The group want somewhere close to central Auckland so they are close to work. They have also thought about buying.
"We had a long debate about what you can get for the price, and there's nothing even semi-decent for under a million and we obviously can't afford a million," Virmani, who earns about $1400 a week, said.
"If we could, we'd buy right now. I feel terrible renting because that money's going nowhere."
The group left the open home hoping to get the Epsom flat, but were told it would be difficult because every person who had been through that day had applied.
For Auckland couple Tim and Jenna Glatt, renting was the only option, despite the increasing cost, as they tried to save for a deposit.
Together they earned around $250,000 a year, but the couple were still struggling to rake together the 20 per cent of a property's value necessary for a home deposit.
At the current median price in Auckland this deposit would be around $146,800, well above what the Glatts had in the bank.

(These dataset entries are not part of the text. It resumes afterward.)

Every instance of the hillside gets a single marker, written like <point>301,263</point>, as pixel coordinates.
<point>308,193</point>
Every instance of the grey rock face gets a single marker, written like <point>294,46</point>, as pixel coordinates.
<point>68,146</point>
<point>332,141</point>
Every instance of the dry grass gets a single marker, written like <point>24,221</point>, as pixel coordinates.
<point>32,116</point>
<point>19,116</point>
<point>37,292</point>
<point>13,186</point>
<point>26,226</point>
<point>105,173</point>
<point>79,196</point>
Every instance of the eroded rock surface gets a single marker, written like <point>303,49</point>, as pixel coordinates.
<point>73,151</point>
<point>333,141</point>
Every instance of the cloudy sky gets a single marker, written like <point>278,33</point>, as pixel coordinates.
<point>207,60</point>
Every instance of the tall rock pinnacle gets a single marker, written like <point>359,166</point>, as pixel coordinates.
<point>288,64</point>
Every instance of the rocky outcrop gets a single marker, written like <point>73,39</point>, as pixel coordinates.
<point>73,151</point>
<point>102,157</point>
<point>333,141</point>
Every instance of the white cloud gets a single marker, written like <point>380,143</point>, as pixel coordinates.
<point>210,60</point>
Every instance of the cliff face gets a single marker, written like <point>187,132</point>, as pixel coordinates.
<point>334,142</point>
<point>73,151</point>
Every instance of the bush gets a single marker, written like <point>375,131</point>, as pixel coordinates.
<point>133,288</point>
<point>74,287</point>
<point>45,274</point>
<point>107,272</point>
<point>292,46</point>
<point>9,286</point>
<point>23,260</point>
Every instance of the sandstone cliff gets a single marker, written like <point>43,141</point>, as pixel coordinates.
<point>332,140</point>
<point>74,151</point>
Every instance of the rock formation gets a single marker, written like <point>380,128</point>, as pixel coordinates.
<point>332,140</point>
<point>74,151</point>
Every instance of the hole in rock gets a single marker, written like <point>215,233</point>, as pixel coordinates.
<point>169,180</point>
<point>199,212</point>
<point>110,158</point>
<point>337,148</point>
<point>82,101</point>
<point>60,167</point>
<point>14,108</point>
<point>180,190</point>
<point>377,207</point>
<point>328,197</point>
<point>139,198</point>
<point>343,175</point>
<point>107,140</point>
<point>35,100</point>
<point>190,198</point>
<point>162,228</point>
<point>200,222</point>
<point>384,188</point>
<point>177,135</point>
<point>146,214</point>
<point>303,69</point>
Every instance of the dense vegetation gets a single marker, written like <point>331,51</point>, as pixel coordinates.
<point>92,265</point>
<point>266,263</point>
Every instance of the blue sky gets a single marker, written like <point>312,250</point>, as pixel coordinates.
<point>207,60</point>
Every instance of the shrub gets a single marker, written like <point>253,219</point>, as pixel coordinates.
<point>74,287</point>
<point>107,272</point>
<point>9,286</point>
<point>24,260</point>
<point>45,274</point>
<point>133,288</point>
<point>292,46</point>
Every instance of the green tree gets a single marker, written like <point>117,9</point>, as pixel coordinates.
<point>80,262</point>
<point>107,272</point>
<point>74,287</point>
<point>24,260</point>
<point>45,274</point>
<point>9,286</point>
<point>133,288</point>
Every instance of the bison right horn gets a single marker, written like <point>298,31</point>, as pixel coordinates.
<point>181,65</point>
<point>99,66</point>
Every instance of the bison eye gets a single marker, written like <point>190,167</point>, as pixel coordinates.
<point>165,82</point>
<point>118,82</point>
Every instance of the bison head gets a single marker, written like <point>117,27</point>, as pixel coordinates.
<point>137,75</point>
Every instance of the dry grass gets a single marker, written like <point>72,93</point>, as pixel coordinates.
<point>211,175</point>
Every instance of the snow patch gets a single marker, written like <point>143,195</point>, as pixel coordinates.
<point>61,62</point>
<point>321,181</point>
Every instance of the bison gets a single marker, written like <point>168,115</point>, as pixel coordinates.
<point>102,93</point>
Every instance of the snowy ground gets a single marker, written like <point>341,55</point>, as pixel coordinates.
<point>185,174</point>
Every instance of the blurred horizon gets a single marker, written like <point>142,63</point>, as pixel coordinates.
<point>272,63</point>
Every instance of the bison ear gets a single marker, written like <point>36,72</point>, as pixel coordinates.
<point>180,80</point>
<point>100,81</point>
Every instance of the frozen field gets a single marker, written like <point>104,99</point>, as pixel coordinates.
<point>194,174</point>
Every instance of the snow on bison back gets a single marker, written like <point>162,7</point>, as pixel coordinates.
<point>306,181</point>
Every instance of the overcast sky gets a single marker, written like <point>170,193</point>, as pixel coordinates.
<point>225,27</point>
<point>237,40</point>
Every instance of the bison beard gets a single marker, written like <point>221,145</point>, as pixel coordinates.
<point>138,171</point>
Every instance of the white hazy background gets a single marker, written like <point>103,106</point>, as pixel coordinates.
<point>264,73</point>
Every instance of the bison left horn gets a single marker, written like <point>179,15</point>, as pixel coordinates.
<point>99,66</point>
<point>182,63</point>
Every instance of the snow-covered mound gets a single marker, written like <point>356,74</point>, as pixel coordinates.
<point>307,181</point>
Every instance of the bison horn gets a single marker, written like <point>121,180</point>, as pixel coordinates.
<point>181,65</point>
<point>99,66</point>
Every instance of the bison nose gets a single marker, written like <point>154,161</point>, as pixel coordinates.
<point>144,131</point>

So they have decided to rent for a bit longer, paying $750 a week for a 2-bedroom apartment in Freemans Bay, just under the $856.75 weekly mortgage repayments on a 30-year home loan for a median-priced property and a floating interest rate of 5.75 per cent.
Tim Glatt was taken aback by the rising prices.
"It's definitely crazy expensive, particularly compared to what it was before we went overseas five to six years ago.
"Before leaving, the price of a similar place in a similar location was around $250 cheaper."
Renting out of the city would have been cheaper, but the couple had chosen to fork out more for the convenience of being closer to the city for work, he said.
Auckland Property Management director Howard Morely said rents were following a steady increase.
He said the rental "hot spots" were the traditionally popular areas close to good schools or transportation hubs.
"These obviously hold a lot of value."
New Zealand Property Investors Federation executive officer, Andrew King, said from a landlord's point of view the market was in good shape, as there was high demand and rent had risen more than inflation.
"The saving grace [for tenants] is that interest rates have stayed quite low."
But Auckland University Student Association president Will Matthews said for most students the rising costs of rent were putting on emotional and financial pressure.
"What we find is that this [cost] pushes students away from the city and into the suburbs. I know of students who commute from Maraetai and Pukekohe."
He said many students were forced to work long hours while studying full-time to make ends meet, adding to their stress.